The sun played long shadows across the tiny yard in front of the house that Lisa and Bart shared in Dogtown, the South St. Louis neighborhood originally settled by Irish immigrants. The street was deserted but the steady beat of rock music punctuated the stillness. I pulled my scrub top loose from the seat where sweat had pasted it to the leather. A traffic copter whirled overhead, stirring a short-lived breeze.

I knocked several times with no response. Sweat trickled down my back.

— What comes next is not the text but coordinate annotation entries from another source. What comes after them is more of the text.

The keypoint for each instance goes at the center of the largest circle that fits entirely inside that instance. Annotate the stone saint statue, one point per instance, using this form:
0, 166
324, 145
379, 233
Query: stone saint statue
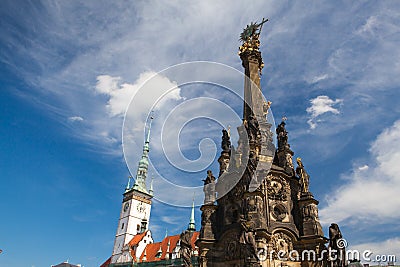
303, 175
247, 239
338, 245
226, 142
186, 248
209, 188
282, 135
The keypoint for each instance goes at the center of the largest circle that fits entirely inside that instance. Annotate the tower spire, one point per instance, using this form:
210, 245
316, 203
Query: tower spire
143, 166
192, 222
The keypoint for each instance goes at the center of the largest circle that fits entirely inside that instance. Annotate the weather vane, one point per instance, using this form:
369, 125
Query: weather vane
251, 30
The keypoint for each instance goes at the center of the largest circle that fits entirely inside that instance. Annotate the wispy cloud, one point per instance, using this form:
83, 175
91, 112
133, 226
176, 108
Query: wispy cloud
319, 106
75, 118
370, 192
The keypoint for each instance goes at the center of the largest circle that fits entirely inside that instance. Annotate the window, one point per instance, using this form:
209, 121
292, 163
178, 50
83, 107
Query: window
143, 226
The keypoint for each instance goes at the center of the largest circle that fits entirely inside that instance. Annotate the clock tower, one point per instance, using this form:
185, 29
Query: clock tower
135, 210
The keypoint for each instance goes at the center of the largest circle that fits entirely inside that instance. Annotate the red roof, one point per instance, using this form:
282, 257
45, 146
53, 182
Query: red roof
106, 263
137, 238
152, 250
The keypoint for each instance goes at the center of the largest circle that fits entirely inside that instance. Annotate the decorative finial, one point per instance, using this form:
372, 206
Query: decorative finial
192, 222
128, 186
151, 191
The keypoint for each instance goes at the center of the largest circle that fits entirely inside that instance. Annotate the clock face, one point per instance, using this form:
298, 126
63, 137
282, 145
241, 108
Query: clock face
126, 206
140, 207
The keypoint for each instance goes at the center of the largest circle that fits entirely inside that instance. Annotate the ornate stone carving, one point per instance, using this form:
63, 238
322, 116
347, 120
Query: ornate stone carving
248, 240
279, 211
277, 188
209, 188
186, 248
282, 244
303, 175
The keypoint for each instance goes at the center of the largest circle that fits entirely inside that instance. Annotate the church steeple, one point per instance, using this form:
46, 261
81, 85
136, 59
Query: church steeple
192, 223
141, 174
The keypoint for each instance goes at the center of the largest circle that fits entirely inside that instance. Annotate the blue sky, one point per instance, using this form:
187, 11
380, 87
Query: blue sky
69, 69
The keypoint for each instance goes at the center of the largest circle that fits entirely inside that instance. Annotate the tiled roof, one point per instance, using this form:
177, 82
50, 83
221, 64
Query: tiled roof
152, 250
106, 263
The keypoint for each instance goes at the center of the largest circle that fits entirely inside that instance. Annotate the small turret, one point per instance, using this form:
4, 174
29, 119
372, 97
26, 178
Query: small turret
143, 166
192, 222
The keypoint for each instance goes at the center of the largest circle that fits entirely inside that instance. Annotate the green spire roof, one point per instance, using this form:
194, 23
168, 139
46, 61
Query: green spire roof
192, 223
141, 174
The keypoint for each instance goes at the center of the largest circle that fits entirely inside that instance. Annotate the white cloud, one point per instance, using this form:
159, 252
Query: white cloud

A woman came out of the house next door and shook a dust mop over the side of her porch. “She’s home,” the woman said, propping herself up on the mop. “I saw her come in before he left.”

I smiled and went back to knocking.

“Hear that music?” the woman asked. “Better knock louder.”

“Thanks,” I told her, hammering my fist against the door.

“She’s always playing it loud when he’s not home,” she added, looking as if she planned to stand there until Lisa came to the door.

We waited while the music continued to pound. Finally, the woman shrugged and went back inside.

I peeked through the picture window, cupping my hands around my face to block out the glare. Lisa was sprawled on the sofa, one arm hanging down to the floor, the other covering her eyes as if the light was too much for her.

“Lisa,” I said, rapping on the glass with my knuckles.

She didn’t move.

“Lisa. Wake up!” A hard knot of worry formed in my throat. “Lisa,” I yelled. I beat on the window with my fist.

I tried the door. Locked.

I looked around for a hiding place for a key. No flower pots or statuary. Just a dented, rusty metal chair. I pulled it over to the door and climbed up, rocking on the unsteady chair. I felt along the ledge above the door. Nothing. Where would they hide a key? Several pieces of mail were peeking out of the box next to the door. I took the mail out and reached in the box, stretching on my toes to reach the bottom. There it was.